A regular icosahedron consists of 20 faces of equilateral triangles connected at 12 vertices.  It's dual polyhedron is the dodecahedron whose 12 pentagonal faces meet at twenty vertices.
The dodecahedron can be described as the convex hull of the five-tetrahedra compound, which provides the "building blocks" for our permutations. In a five-tetrahedra compound, five identical regular tetrahedra are arranged concentrically so that their twenty vertices correspond with the vertices of a regular dodecahedron. We know, however, that there are only 60 rotational symmetries of regular icosahedra and dodecahedra, so all 120 permutations cannot represent rotations.
To see why, we can assign a number to each of the tetrahedra, and then each face of the dodecahedron can be described by the sequence of tetrahedra at the vertices in a clockwise direction. These are listed in the table below, along with the cycles corresponding to the permutations. Since there are only twelve faces, all twenty-four possible orderings are not possible. The cycles make it clear that all the faces are even permutations of 12345. In the table, I have chosen to begin all of the sequences with one, but that is only for convenience of notation. Any clockwise rotation of 2πn⁄5 through the center of each face is a rotational symmetry corresponding to the permutation (12345)n. Since (12345) is also even, we can rotate any face onto a given face, and then orient it any way we choose, all as even permutations of the five tetrahedra. Since we have 12 unique faces and 5 orientations, these 60 even permutations in the table below are identically the alternating permutation group of 5 elements, A(5).

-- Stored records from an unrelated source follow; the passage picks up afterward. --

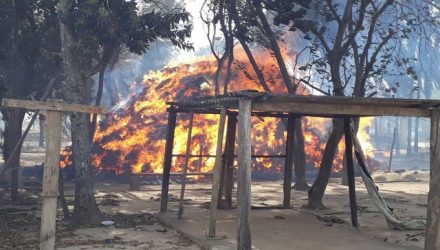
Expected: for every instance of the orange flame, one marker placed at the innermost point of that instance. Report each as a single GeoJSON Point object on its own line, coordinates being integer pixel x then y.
{"type": "Point", "coordinates": [133, 137]}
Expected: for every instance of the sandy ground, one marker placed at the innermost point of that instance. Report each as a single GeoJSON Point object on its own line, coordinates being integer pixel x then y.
{"type": "Point", "coordinates": [136, 226]}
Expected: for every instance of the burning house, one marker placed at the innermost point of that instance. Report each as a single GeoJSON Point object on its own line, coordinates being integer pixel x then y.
{"type": "Point", "coordinates": [131, 138]}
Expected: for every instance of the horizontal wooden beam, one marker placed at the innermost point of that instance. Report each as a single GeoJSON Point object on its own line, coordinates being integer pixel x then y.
{"type": "Point", "coordinates": [56, 106]}
{"type": "Point", "coordinates": [336, 108]}
{"type": "Point", "coordinates": [174, 174]}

Therefore the rotational symmetry group of regular dodecahedra (and icosahedra) is isomporphic to A(5).
Cycle | 1 | (243) | (23)(45) | (354) | (234) | (345) | (25)(34) | (235) | (24)(35) | (253) | (245) | (254) |
---|---|---|---|---|---|---|---|---|---|---|---|---|
Perm. | 12345 | 13425 | 13254 | 12453 | 14235 | 12534 | 15432 | 15243 | 14523 | 13542 | 15324 | 14352 |
(12345)1 | 51234 | 51342 | 41325 | 31245 | 51423 | 41253 | 21543 | 31524 | 31452 | 21354 | 41532 | 21435 |
(12345)2 | 45123 | 25134 | 54132 | 53124 | 35142 | 34125 | 32154 | 43152 | 23145 | 42135 | 24153 | 52143 |
(12345)3 | 34512 | 42513 | 25413 | 45312 | 23514 | 53412 | 43215 | 24315 | 52314 | 54213 | 32415 | 35214 |
(12345)4 | 23451 | 34251 | 32541 | 24531 | 42351 | 25341 | 54321 | 52431 | 45231 | 35421 | 53241 | 43521 |
Geometrically, if we start with the face where the tetrahedra are arranged 12345, then the first row could be interpreted as the rotation necesary to map the face described in the second row onto that face.  This rotation will preserve the position of tetrahedron 1. The bottom four rows represent the composition of the rotation in the first row with the rotation about the axis through the center of the face, so that any face can mapped onto the orginal and be oriented in any of the five rotational symmetries of the pentagon.